The daylily gets its name from the Greek words "hemera" and "kallos," literally meaning "day beauty." As the name implies, each daylily bloom lasts only one day before it dies. While this may seem like a lot of work for only one day of enjoyment, the daylily is relatively maintenance free as it can adapt to different soil and light conditions. Perhaps the main problem associated with a daylily garden bed is invasive weeds.
- Moderately Easy
Things You’ll Need
- Landscape fabric
- Pull out the weeds manually for a natural, hands-on approach. According to Sandy Feather from the Penn State Cooperative Extension, it’s possible to exhaust the root reserves of the weeds, which ultimately causes them to die off. Manual removal must be performed two or more times per week, so it can be a labor intensive option for large garden beds.
- Apply landscape fabric on the soil of the garden bed to suffocate the weeds. The fabric must be laid around the daylilies, leaving an inch of space around the stems. Landscape fabric has the tendency to absorb and retain excessive heat, so lay 2 to 3 inches of mulch on top of the fabric to reduce some of the heat retention.
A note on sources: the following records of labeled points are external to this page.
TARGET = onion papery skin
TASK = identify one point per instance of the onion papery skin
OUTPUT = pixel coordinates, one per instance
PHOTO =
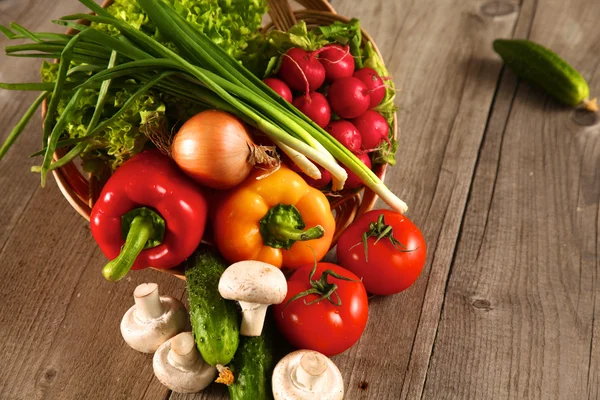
(214, 148)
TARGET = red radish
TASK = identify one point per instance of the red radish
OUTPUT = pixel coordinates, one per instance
(337, 61)
(373, 129)
(315, 106)
(353, 180)
(280, 88)
(346, 134)
(374, 83)
(349, 97)
(301, 70)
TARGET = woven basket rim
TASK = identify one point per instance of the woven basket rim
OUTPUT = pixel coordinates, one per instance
(348, 206)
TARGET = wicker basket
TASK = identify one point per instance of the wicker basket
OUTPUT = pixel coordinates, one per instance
(81, 191)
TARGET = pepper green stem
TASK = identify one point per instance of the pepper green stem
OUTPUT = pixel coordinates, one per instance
(142, 229)
(283, 226)
(285, 233)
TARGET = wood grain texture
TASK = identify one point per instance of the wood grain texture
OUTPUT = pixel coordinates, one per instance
(59, 320)
(519, 314)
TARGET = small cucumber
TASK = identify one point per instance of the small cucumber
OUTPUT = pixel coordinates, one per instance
(252, 367)
(543, 67)
(215, 321)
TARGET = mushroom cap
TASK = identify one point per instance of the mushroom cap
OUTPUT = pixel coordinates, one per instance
(146, 337)
(329, 387)
(253, 282)
(180, 378)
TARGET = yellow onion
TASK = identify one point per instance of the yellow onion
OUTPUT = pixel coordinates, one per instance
(215, 149)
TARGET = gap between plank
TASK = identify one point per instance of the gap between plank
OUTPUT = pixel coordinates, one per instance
(501, 80)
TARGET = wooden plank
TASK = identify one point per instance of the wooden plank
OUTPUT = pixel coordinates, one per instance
(437, 52)
(59, 320)
(519, 314)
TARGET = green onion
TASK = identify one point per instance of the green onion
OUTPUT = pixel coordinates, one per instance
(202, 72)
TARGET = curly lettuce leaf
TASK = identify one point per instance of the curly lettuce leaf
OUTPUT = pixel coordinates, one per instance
(233, 25)
(121, 139)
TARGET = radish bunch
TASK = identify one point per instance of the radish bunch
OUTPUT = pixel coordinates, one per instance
(350, 94)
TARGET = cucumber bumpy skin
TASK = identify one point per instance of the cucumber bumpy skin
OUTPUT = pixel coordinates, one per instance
(215, 321)
(541, 66)
(252, 367)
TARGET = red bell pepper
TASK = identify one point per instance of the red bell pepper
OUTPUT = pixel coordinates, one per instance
(148, 215)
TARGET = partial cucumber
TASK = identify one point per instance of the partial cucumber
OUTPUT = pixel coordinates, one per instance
(543, 67)
(252, 367)
(215, 321)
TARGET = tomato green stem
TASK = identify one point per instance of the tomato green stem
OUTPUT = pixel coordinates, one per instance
(321, 286)
(380, 230)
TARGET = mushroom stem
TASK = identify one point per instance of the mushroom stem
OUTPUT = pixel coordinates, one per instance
(183, 351)
(253, 318)
(147, 301)
(309, 374)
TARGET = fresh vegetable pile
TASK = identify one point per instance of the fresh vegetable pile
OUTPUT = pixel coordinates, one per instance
(203, 127)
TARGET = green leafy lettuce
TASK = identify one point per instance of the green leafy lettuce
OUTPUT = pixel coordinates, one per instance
(232, 24)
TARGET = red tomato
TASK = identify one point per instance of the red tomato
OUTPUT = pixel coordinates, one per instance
(323, 326)
(394, 262)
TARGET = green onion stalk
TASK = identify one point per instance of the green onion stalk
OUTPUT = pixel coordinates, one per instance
(202, 72)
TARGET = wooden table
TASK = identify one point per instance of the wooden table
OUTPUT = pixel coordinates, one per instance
(503, 181)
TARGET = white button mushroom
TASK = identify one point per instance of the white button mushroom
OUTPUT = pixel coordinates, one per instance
(307, 375)
(153, 319)
(256, 285)
(179, 366)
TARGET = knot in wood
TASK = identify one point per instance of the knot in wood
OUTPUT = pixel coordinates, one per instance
(482, 304)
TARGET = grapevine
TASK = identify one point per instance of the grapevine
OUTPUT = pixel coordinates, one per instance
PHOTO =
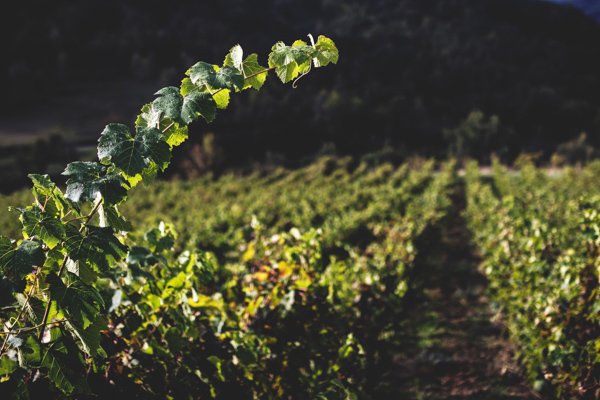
(52, 312)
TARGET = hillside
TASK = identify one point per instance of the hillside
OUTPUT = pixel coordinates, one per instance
(410, 73)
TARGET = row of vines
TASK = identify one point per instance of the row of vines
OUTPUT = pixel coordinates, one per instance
(274, 287)
(539, 236)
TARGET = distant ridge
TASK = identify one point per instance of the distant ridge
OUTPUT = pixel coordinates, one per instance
(589, 7)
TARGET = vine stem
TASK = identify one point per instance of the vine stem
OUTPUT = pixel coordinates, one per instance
(20, 313)
(60, 271)
(217, 91)
(27, 329)
(47, 312)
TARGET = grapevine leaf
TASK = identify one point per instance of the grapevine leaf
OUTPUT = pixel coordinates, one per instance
(47, 196)
(18, 262)
(235, 57)
(100, 248)
(33, 307)
(7, 288)
(43, 182)
(175, 134)
(326, 52)
(144, 257)
(82, 270)
(198, 103)
(89, 337)
(110, 216)
(30, 352)
(7, 365)
(44, 225)
(148, 118)
(133, 155)
(86, 181)
(222, 98)
(158, 242)
(169, 104)
(224, 78)
(65, 365)
(248, 67)
(288, 72)
(283, 55)
(187, 87)
(252, 67)
(78, 301)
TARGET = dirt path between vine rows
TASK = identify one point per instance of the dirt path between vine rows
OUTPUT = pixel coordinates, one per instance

- Apply herbicides to the soil for a chemical approach. According to a publication by the University of Tennessee Department of Plant sciences, a combination of selective pre-emergent and post-emergent herbicides works best for effectively controlling weeds in a daylily bed. Pre-emergent herbicides work at preventing future weed growth while post-emergent works for grown weed. An herbicide containing fluazifop-P-butyl works well for broadleaf weeds. Always follow the application directions for the chosen herbicide.
Tips & Warnings
Newspaper can be used in place of landscape fabric for a cheaper option. Lay three to five layers of newspaper on the soil around the dayliles and cover it with 3 inches of mulch.
Mulch can also be used on its own, but it my not be as effective as using it in combination with landscape fabric or newspaper.